Recto also asked the DOTr to explain how the project would be paid, and how much would it cost to maintain it. Inevitably, all expenses would be shouldered by the people, he said.
He said today, P6 billion in taxpayers’ money is being used to subsidize the MRT-3 since it started operations in 1999 because of problems that arose from poor planning.
Recto said a project of such magnitude and cost “must be explained to the people’s representatives both in the House (of Representatives) and the Senate.”
During the deliberations for the proposed DOTr budget last month, Recto and Sen. Panfilo Lacson asked the agency’s officials to make sure residents to be evicted because of the project must be paid first before the subway project starts as mandated under the Right-of-Way Act.

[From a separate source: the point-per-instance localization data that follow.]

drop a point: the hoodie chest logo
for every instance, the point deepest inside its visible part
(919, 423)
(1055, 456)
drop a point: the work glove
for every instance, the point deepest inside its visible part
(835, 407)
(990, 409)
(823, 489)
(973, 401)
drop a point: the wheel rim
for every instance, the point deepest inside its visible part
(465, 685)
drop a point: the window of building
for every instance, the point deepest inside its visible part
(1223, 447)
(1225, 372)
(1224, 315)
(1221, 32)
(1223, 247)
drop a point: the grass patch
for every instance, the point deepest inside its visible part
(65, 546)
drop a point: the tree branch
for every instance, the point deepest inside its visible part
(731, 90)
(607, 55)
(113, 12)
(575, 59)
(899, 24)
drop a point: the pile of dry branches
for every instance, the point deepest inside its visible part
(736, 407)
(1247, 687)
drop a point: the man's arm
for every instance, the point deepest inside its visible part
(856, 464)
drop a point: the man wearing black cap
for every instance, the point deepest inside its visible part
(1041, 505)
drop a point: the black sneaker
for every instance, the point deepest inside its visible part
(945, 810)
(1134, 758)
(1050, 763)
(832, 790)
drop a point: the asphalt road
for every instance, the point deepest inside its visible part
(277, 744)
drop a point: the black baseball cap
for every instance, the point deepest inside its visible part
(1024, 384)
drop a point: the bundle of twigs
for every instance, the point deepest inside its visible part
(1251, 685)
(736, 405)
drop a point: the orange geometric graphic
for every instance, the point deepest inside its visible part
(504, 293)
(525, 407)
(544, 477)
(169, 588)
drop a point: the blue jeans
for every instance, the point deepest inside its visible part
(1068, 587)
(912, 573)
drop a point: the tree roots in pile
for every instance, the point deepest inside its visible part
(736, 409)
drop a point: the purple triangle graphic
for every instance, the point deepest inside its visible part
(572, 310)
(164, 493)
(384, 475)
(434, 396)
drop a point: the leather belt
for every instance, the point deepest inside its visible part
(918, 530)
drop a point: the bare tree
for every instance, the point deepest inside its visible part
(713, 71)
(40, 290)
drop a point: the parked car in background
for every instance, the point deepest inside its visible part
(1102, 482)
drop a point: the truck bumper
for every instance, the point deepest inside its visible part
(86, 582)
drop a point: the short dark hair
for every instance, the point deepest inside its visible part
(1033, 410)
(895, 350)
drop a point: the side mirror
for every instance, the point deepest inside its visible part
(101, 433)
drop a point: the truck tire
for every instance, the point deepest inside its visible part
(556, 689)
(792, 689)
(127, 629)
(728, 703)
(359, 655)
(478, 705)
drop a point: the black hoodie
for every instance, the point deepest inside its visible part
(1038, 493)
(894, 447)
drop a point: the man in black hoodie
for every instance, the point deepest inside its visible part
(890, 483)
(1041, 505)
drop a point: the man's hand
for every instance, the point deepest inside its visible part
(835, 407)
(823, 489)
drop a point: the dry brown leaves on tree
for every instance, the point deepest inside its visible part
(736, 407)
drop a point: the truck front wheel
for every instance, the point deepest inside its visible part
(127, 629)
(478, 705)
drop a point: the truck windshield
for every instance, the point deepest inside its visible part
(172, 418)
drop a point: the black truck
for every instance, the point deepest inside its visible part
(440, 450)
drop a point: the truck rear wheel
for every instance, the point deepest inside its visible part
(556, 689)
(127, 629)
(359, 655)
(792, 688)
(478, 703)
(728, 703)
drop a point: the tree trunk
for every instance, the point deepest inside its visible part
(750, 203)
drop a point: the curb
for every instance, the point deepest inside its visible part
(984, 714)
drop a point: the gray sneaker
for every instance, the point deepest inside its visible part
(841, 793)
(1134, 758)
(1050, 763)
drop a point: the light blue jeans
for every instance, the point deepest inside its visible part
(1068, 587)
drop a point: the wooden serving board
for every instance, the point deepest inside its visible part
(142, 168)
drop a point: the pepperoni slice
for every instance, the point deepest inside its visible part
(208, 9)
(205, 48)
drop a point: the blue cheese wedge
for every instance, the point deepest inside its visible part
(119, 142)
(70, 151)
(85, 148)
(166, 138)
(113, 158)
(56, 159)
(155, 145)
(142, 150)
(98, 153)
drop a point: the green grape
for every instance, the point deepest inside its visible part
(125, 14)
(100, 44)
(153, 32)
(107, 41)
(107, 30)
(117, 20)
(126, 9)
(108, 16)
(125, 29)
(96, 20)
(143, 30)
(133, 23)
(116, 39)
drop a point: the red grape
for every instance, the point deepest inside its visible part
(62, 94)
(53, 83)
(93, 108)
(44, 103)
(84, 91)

The original plan was to have the subway run generally beneath EDSA as part of the JICA’s Mega Manila transportation master plan based on surveys and feasibility studies that cost billions of pesos. But the DOTr reportedly deviated from the original alignment, to include rerouting it to Katipunan in Quezon City, which increased its cost from the original P208 billion, and had the subway pass twice through a major earthquake fault and cross several flood zones.
Transportation Undersecretary for rails Timothy Batan said the agency aims to first open three stations on Quirino Highway, Tandang Sora and North Avenue, Quezon City in 2022 after the JICA extended a P55-billion loan for them.